Saad Hariri prétend que la dette du Liban est principalement due à l’électricité afin de désigner le Courant patriotique libre (CPL) comme responsable car le ministre de l’énergie est issu des rangs de celui-ci ou de ceux du parti Tachnag (avec lequel le CPL est allié) depuis 2008 : Alain Tabourian (Tachnag) de 2008 à 2009, Gébran Bassil (CPL) de 2009 à 2014, Arthur Nazarian (Tachnag) de 2004 à 2016, César Abi Khalil (CPL) de 2016 à 2018 et Nada Boustani Khoury (CPL) de 2018 à 2020.

Or, en réalité, la dette est principalement due à la politique économique des gouvernements depuis 1992 (à l’exception de celui entre 1998 et 2000) et à la politique de la BdL depuis 1992 (notamment les taux d’intérêt élevés et la parité entre la livre libanaise et le dollar américain) aggravées par la corruption, le détournement de fonds publics, la bulle immobilière, l’occupation syrienne entre 1990 et 2005 et le poids socio-économique de la présence de réfugiés syriens (depuis 2011) et palestiniens. L’électricité n’arrive qu’ensuite. Saad Hariri a affirmé ces derniers jours que « personne ne peut destituer » Riad Salamé.

Les FSI sont critiquées en raison des violentes confrontations avec des manifestants qui s’insurgent (notamment le 15 janvier 2020 dans le quartier Hamra à Beyrouth mais aussi le 18 janvier 2020 au centre-ville de Beyrouth, journée la plus violente depuis le début du mouvement de contestation avec près de 400 blessés) et de l’usage de la violence à l’encontre des journalistes présents.
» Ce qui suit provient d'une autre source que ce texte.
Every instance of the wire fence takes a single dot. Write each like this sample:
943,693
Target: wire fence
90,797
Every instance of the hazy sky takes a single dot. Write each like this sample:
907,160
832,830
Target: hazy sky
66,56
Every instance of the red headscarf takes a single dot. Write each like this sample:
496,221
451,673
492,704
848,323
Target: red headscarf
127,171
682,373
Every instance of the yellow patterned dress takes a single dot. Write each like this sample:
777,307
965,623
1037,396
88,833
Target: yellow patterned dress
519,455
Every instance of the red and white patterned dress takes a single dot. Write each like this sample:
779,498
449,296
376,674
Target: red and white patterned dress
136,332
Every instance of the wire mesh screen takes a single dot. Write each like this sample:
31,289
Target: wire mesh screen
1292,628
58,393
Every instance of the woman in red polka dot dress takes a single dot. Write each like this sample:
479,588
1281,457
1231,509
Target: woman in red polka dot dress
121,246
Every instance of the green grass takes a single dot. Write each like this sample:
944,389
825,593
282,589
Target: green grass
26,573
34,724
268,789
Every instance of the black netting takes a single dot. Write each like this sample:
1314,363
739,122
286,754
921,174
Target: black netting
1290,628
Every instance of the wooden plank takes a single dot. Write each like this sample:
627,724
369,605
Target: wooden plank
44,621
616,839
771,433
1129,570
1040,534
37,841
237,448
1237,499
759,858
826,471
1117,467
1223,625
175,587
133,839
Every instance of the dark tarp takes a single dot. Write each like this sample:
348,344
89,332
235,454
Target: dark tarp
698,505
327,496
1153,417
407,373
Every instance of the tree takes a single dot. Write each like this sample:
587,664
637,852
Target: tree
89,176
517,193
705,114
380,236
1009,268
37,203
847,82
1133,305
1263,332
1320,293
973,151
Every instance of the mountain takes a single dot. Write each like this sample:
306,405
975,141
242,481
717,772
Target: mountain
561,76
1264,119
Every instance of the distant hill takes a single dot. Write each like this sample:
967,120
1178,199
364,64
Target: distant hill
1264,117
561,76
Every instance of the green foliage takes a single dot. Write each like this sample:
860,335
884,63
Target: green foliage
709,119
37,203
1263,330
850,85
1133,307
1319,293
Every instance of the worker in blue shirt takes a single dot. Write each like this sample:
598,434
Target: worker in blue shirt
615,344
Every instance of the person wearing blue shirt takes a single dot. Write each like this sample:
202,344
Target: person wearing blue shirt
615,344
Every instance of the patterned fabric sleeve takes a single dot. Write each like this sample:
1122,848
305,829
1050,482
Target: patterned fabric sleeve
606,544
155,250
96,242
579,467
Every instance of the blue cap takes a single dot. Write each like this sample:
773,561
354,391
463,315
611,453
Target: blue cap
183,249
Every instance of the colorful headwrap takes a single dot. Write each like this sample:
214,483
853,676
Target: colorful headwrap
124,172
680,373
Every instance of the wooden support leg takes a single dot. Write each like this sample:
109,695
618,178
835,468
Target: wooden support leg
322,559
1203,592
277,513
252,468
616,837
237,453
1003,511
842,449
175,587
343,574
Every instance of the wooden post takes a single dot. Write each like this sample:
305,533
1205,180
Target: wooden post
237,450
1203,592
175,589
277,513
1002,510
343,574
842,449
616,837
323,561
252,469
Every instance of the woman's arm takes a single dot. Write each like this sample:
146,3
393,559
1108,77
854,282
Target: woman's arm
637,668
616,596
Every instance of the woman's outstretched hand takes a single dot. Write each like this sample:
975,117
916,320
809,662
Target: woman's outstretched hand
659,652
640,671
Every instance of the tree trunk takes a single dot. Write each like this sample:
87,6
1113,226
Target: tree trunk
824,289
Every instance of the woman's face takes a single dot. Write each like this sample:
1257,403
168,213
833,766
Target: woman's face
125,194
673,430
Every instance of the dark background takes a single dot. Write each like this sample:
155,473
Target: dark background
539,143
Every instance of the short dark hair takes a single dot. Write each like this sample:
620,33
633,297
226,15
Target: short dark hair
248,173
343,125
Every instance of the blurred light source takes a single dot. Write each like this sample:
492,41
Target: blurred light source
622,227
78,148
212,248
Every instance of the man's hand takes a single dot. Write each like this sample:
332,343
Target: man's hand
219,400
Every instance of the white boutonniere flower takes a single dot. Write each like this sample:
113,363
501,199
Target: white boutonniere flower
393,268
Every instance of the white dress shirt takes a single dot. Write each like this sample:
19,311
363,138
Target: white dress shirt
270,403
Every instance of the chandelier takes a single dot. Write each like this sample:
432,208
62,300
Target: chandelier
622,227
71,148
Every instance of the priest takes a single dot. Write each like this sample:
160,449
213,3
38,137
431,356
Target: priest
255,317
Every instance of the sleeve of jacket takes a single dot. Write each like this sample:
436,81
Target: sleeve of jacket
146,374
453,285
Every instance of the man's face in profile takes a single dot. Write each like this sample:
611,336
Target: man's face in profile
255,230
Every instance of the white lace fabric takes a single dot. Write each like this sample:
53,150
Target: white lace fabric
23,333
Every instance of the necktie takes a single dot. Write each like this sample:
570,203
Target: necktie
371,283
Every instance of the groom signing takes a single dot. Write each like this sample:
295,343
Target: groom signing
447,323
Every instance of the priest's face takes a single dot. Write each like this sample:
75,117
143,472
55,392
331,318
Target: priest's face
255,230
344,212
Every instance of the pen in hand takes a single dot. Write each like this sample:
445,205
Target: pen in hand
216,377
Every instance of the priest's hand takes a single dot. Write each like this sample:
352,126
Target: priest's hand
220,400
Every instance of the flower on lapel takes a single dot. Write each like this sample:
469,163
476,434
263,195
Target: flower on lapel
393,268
Les manifestants insurgés s’en prennent notamment à la BdL et aux banques libanaises. Saad Hariri, qui est sunnite, a accusé, sans le nommer, le « duo chiite », c’est-à-dire le mouvement Amal et le Hezbollah, d’avoir infiltré ces manifestants pour provoquer de la violence dans un quartier majoritairement sunnite de Beyrouth. Proche de Saad Hariri, le général Imad Osmane, également sunnite, a présenté ses excuses aux journalistes. Sur un ton menaçant, Saad Hariri a mis en garde le prochain gouvernement contre un éventuel limogeage du chef des FSI. 
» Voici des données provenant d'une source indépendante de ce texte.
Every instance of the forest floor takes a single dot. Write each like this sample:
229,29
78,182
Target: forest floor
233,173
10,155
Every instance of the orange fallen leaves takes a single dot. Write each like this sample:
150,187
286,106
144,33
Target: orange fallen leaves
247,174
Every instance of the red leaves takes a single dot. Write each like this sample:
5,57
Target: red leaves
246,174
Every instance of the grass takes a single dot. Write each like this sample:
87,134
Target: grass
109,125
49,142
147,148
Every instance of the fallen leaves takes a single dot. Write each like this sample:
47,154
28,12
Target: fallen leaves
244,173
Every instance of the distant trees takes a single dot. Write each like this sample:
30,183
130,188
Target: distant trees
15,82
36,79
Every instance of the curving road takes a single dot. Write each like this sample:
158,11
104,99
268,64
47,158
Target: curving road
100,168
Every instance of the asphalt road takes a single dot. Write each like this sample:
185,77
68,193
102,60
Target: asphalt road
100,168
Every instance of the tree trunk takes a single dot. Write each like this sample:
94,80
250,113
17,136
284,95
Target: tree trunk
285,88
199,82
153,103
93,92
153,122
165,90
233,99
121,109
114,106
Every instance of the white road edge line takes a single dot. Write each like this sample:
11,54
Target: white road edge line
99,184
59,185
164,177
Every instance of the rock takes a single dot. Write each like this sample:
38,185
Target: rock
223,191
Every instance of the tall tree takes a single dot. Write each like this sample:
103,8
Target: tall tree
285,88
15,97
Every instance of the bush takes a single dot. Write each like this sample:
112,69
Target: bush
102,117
Après s’en être pris au duo chiite et à Hassan Diab, sunnite, premier ministre désigné qu’il a accusé d’être l’homme du Hezbollah (chiite), ce qui n’a pas manqué de provoquer la colère de la rue sunnite et de créer des tensions avec les chiites, Saad Hariri a désormais un ton plus apaisé envers eux. Il préfère s’en prendre au CPL, la principale formation chrétienne, qu’il accuse de vouloir contrôler le prochain gouvernement. Ce qui n’est pas la réalité. 

En effet, Hassan Diab veut constituer un gouvernement de 18 ministres technocrates, spécialistes dans leurs domaines, se partageant 22 portefeuilles ministériels. Dans ce cas, le prochain gouvernement compterait 4 sunnites (choisis par Hassan Diab), 4 chiites (choisis par le duo chiite : deux par le mouvement Amal et deux par le Hezbollah), 1 druze (choisi par Talal Arslane, l’un des rivaux de Walid Joumblatt) et 9 chrétiens. D’après les dernières informations, Hassan Diab aurait choisi 3 personnalités chrétiennes : Damianos Kattar, Petra Khoury et Marie-Claude Najm. Le courant Marada aurait choisi 1 personnalité chrétienne : Lamia Yammine-Doueihy. Le parti Tachnag aurait choisi la personnalité arménienne : Varté Ohanian. Pressenti pour le ministère des Affaires étrangères, Nassif Hitti, ancien ambassadeur de la Ligue des États arabes en France, n’est pas un proche du CPL. En réalité, le CPL n’aurait donc choisi que 3 personnalités chrétiennes : Ayman Haddad, Raymond Ghajar et Manal Moussallem.